$$\frac {\Delta d_{t+1}}{d_t} = \frac {\frac {D_{t+1}}{Y_{t+1}}-\frac {D_{t}}{Y_{t}}}{\frac {D_{t}}{Y_{t}}} = \frac {D_{t+1}Y_{t}-D_{t}Y_{t+1}}{D_{t}Y_{t+1}}$$
$$=\frac {D_{t+1}Y_{t}}{{D_{t}Y_{t+1}}}-1 = \frac{Y_{t}}{Y_{t+1}}\cdot \left[{\frac {D_{t+1}}{D_{t}} -\frac {Y_{t+1}}{{Y_{t}}}}\right]$$
$$=\frac{Y_{t}}{Y_{t+1}}\cdot \left[{\frac {\Delta D_{t+1}}{D_{t}} -\frac {\Delta Y_{t+1}}{{Y_{t}}}}\right]$$
So the "rule of thumb" deviates from the above exact expression by (multiplicatively) $Y_{t}/Y_{t+1}$.

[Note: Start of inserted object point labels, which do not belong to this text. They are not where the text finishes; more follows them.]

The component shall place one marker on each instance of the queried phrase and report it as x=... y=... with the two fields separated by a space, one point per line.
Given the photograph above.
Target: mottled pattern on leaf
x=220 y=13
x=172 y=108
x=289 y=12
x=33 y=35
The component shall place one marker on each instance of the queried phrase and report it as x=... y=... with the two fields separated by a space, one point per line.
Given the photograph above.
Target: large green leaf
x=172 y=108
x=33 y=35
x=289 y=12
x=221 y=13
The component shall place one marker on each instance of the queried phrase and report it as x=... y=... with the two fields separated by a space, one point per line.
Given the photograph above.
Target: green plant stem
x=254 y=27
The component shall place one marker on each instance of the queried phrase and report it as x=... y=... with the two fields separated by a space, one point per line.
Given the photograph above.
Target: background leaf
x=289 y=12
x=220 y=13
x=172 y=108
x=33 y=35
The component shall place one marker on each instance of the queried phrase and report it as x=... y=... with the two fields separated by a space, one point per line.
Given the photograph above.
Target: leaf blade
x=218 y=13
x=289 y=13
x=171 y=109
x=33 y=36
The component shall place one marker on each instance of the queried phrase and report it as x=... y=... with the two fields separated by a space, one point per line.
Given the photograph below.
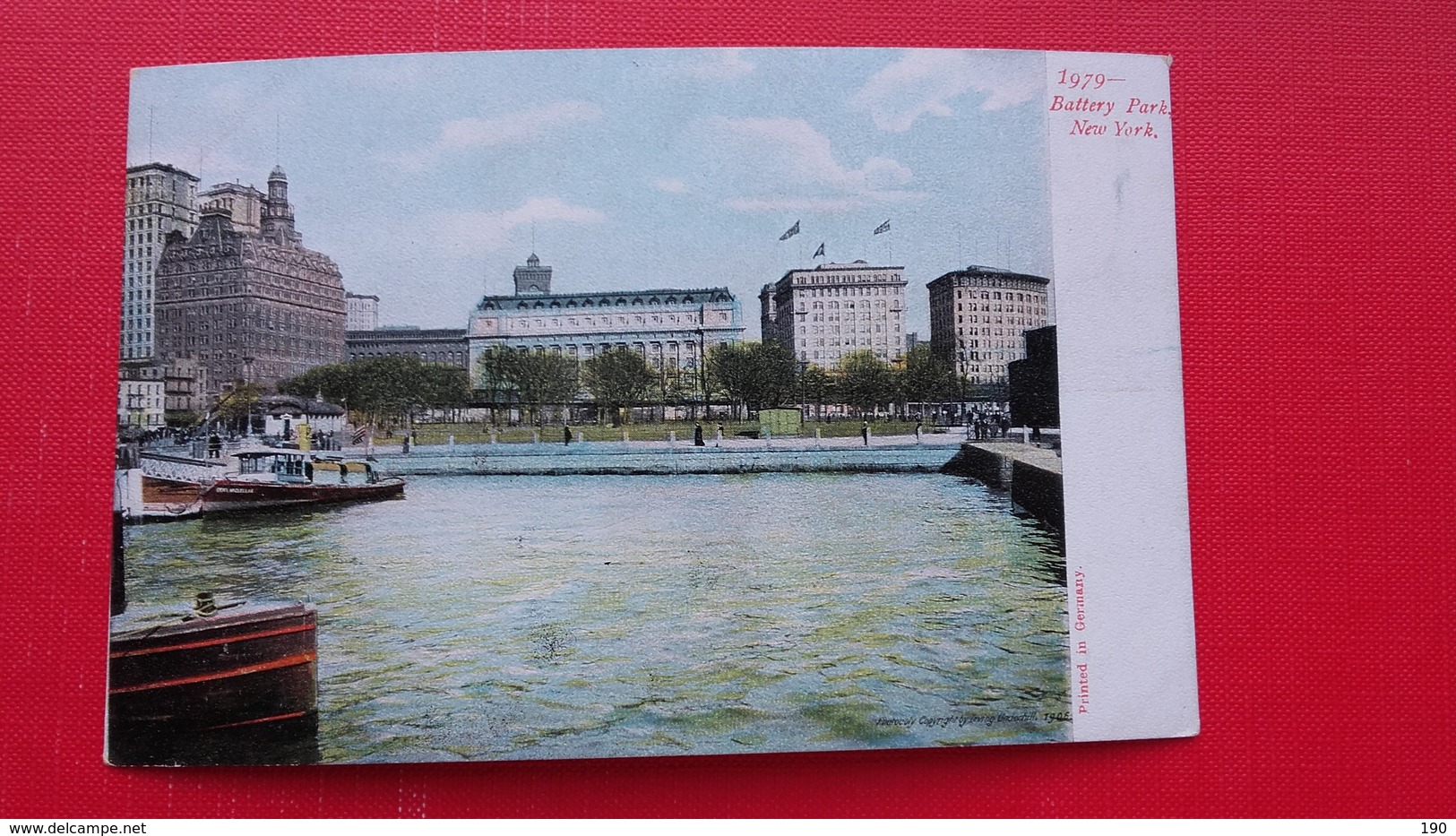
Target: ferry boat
x=281 y=478
x=263 y=478
x=223 y=684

Now, we are talking about the growth rate of the Debt/GDP ratio. Say the ratio was $120\text{%}$ and it went to what? in one year? Say it went to $D_{t+1} /Y_{t+1} = 130\text{%}$. Then its exact growth rate is $130/120 -1 = 8.33\text{%}$ Assume also that GDP grew at 5% yearly rate, so $Y_{t}/Y_{t+1} = 0.95238$.

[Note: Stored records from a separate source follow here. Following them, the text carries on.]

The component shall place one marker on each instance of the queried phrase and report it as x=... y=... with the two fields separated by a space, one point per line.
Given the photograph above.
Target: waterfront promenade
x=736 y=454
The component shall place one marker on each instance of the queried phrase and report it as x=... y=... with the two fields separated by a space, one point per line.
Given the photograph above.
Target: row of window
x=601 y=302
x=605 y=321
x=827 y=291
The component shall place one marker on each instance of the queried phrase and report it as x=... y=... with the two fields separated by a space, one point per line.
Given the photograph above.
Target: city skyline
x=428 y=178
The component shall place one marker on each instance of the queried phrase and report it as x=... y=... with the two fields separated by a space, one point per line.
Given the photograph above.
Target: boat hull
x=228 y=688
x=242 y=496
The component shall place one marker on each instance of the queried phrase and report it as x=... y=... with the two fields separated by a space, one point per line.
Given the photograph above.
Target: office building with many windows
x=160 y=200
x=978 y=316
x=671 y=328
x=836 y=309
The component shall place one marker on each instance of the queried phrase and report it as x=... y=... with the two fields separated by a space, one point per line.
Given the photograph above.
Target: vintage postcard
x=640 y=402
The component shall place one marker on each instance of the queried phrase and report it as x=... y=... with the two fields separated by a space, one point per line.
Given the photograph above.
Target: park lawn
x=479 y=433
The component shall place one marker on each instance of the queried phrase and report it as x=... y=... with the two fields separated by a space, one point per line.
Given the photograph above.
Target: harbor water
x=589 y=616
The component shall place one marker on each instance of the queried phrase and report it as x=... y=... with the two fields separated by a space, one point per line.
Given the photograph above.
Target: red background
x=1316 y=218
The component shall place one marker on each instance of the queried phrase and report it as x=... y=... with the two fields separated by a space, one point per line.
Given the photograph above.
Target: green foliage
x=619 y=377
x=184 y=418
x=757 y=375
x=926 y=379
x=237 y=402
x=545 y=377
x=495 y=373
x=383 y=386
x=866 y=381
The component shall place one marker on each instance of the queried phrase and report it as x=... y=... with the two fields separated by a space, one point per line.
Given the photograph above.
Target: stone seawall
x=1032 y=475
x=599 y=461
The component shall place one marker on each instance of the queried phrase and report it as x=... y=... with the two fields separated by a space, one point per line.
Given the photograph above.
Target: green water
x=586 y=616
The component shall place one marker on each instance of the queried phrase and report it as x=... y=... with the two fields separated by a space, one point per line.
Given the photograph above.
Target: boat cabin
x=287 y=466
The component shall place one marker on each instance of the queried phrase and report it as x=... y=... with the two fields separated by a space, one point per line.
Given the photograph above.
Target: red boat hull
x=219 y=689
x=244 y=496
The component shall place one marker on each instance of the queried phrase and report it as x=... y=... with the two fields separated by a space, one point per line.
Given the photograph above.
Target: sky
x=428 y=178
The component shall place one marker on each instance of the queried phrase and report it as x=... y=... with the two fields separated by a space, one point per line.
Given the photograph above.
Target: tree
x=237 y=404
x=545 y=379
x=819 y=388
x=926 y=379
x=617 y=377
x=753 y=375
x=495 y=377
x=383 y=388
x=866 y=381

In this numerical example, the "rule of thumb will give as Debt/GDP ratio growth rate $8.33\text{%} \times 0.95238 = 7.933 \text{%}$, or less than half percentage point underestimation. This is considered a small inaccuracy in the real world, when one discusses broadly these magnitudes. And in general the above numerical example exaggerates, in most cases the growth rate of the GDP and of the Debt/GDP ratio are smaller than above, so the inaccuracy will be even smaller. Hence, the "rule of thumb" becomes acceptable in general also in theoretical models.